Alarm Signs For Premenstrual Syndrome
Premenstrual syndrome (PMS) manifests itself in a variety of ways; including mood changes, tender breasts, food cravings, exhaustion, irritability, and hopelessness. It is estimated that as many as three in four women have had some form of premenstrual syndrome.
Symptoms tend to repeat themselves in a predictable pattern. However, the physical and emotional changes associated with premenstrual syndrome can range from barely noticeable to intense.
PMS Signs and Symptoms
While PMS symptoms are often mild or moderate and have little impact on daily life, they can be severe enough to interfere with your daily activities and overall well-being.
If you have PMS, you will have symptoms before each menstrual period. You may only experience some of the symptoms listed below, or you may experience several, but PMS usually involves at least a few different symptoms.
PMS-related mood, emotion, and behavior changes may include:
- Anxiety, restlessness, or a nervous feeling - Anxiety is a natural response to stress in an organism. This is the fear of what will occur.
- Unusual rage and irritability - Irritability is a state of being agitated. However, some people consider "agitation" to be a more severe form of irritability.
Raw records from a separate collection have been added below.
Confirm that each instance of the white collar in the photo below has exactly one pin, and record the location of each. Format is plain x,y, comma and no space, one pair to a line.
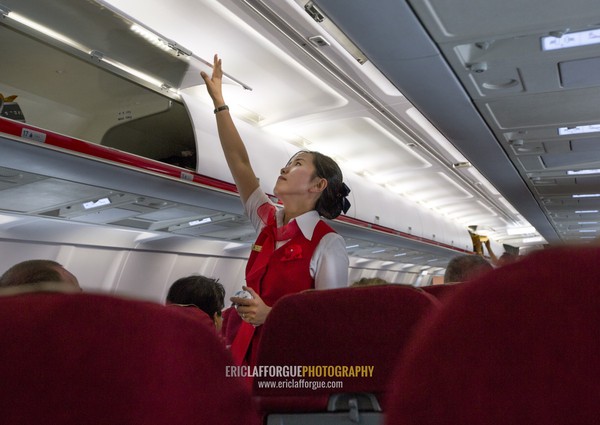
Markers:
306,222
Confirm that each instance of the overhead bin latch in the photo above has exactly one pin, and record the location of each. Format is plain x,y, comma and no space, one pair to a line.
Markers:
97,55
180,50
314,13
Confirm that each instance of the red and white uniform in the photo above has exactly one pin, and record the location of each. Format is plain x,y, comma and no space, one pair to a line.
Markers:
304,254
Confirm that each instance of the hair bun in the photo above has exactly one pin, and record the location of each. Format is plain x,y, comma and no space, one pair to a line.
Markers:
345,203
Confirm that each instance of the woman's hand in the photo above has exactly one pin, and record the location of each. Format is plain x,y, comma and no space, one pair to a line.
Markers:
214,83
253,311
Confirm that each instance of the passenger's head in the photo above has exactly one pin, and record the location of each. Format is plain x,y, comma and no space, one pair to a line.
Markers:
466,267
326,176
37,271
203,292
369,281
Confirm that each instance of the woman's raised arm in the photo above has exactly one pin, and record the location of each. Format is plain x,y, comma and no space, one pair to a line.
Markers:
231,142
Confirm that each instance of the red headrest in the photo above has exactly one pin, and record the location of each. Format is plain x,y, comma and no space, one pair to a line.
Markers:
75,359
520,346
361,326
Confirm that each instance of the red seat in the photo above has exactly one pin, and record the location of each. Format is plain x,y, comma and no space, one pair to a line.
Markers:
361,326
443,290
78,359
520,346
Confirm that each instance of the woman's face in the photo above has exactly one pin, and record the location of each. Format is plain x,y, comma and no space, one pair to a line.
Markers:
297,177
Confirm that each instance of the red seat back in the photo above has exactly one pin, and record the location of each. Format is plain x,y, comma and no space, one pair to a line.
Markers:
361,326
443,290
520,346
75,359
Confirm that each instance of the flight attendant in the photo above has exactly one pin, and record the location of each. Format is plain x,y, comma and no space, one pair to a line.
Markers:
295,249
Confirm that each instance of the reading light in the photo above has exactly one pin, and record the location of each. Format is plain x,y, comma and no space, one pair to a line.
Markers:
574,39
95,204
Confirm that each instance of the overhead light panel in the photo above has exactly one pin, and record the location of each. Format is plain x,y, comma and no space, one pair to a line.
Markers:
533,239
95,204
573,39
199,222
520,230
580,129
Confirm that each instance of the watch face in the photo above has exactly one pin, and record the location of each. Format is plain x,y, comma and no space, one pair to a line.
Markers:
11,110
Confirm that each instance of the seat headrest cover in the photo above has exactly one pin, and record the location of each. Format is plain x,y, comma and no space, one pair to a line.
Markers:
519,346
358,326
81,358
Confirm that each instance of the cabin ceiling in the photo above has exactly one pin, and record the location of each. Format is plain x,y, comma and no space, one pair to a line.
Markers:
457,112
478,72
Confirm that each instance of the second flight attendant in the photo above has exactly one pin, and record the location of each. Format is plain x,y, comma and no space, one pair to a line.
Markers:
295,249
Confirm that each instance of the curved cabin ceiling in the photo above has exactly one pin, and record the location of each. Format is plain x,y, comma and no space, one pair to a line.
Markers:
389,107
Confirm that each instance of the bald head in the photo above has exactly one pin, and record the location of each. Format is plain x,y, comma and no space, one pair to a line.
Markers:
37,271
466,267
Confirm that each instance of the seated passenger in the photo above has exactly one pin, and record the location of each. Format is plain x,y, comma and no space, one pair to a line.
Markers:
37,272
466,267
202,292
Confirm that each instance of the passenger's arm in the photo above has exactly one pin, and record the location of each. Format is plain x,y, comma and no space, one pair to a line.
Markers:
231,142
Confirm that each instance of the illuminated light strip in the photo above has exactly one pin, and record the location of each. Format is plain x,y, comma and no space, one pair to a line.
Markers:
587,195
574,39
580,172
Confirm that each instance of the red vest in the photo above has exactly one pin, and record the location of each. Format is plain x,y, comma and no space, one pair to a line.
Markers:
287,271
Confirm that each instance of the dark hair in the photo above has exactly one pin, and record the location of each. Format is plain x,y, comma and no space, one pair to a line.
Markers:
203,292
32,271
466,267
332,201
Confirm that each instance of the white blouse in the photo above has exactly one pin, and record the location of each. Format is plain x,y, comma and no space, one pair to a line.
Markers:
329,263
- Whatever term you use, when you're irritable, you're more likely to become frustrated or upset quickly. It is possible that you will experience it in response to stressful situations. It could also be a sign of a mental or physical health problem.
- Changes in appetite, including increased food cravings, particularly for sweets - Your hormones may not be the only reason you want to eat everything in your pantry before Flo arrives. Eating all of the foods can also help you deal with the emotions that come with the premenstrual stage of your cycle.
- When you eat starchy foods and sweets, your body produces serotonin. Serotonin is a chemical substance that promotes wellness sensations. A boost in good feelings is always welcome, but it's especially welcome when your messed-up hormones have you feeling all PMS-y.
With PMS, you will probably also notice certain physical symptoms, like:
- Menstruation occurs once a month when the womb loses its mucous membrane. It is normal to experience some pain, cramping, and discomfort during menstruation. Excessive pain that prevents you from working or attending school is not. Dysmenorrhea is an alternative term for painful periods.
- Diarrhoea is common before and during your period, and it's not always pleasant. Your gastrointestinal (GI) tract can be affected by the same hormonal changes that cause your uterus to contract and shed its lining.
- Headache - headaches associated with menstruation may be caused by changes in progesterone and estrogen levels in your body. These hormonal changes can affect serotonin and other neurotransmitters in your brain, causing headaches.